ISLAMABAD: The United States is set to boost its security and intelligence cooperation with Pakistan to step up its offensive against Islamist militants, Secretary of State John Kerry said Tuesday.
“I emphasized that the US is committed to deepening our security relationship with Pakistan in order to eliminate threats in the border area and elsewhere,” Kerry told reporters.
He was addressing a joint press conference with Pakistan’s national security advisor Sartaj Aziz as the two countries held strategic talks on the direction of future ties.
In the wake of last month’s Taliban attack on a Peshawar school which killed 150 people, mostly children, Pakistan has moved against militant groups sheltering in its unruly tribal areas.
“The tragedy of December 16 is really a reminder of the serious risk of allowing extremists to find space, and be able to command that space and operate within it,” Kerry said.
He said all militant groups such as the Pakistani and Afghan Taliban, the Haqqani network and Lashkar-e-Taiba “continue to pose a threat not just to Pakistan and its neighbours but also to the United States and the world.”

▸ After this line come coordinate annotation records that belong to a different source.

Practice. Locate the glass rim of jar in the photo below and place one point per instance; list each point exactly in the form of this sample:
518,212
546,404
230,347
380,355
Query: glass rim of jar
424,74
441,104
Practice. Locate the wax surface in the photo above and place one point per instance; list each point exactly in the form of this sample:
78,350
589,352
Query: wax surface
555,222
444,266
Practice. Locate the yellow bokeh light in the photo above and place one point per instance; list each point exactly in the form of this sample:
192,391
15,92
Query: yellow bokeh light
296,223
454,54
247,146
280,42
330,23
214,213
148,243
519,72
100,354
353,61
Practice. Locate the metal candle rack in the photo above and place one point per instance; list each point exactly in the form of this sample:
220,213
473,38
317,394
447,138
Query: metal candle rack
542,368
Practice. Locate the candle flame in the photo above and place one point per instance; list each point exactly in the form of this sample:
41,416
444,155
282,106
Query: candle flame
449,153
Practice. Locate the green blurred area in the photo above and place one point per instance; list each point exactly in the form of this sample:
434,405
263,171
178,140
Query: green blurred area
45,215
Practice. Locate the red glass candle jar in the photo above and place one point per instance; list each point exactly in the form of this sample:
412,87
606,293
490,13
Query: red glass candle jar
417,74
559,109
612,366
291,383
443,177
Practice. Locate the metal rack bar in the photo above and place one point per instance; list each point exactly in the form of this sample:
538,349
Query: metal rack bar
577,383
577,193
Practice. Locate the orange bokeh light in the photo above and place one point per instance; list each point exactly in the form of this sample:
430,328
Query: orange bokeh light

“Make no mistake the task is a difficult one and it is not done,” Kerry said.
“We all have a responsibility to ensure that these extremists are no longer able to secure a foothold in this country or elsewhere.”
Pakistani officials have said that Kerry plans to visit Peshawar in a huge show of support for the people there.
But there has been no State Department confirmation of Kerry’s trip to the insurgency-wracked city, which would be the first by a high-ranking American official since Speaker John Boehner went in 2011.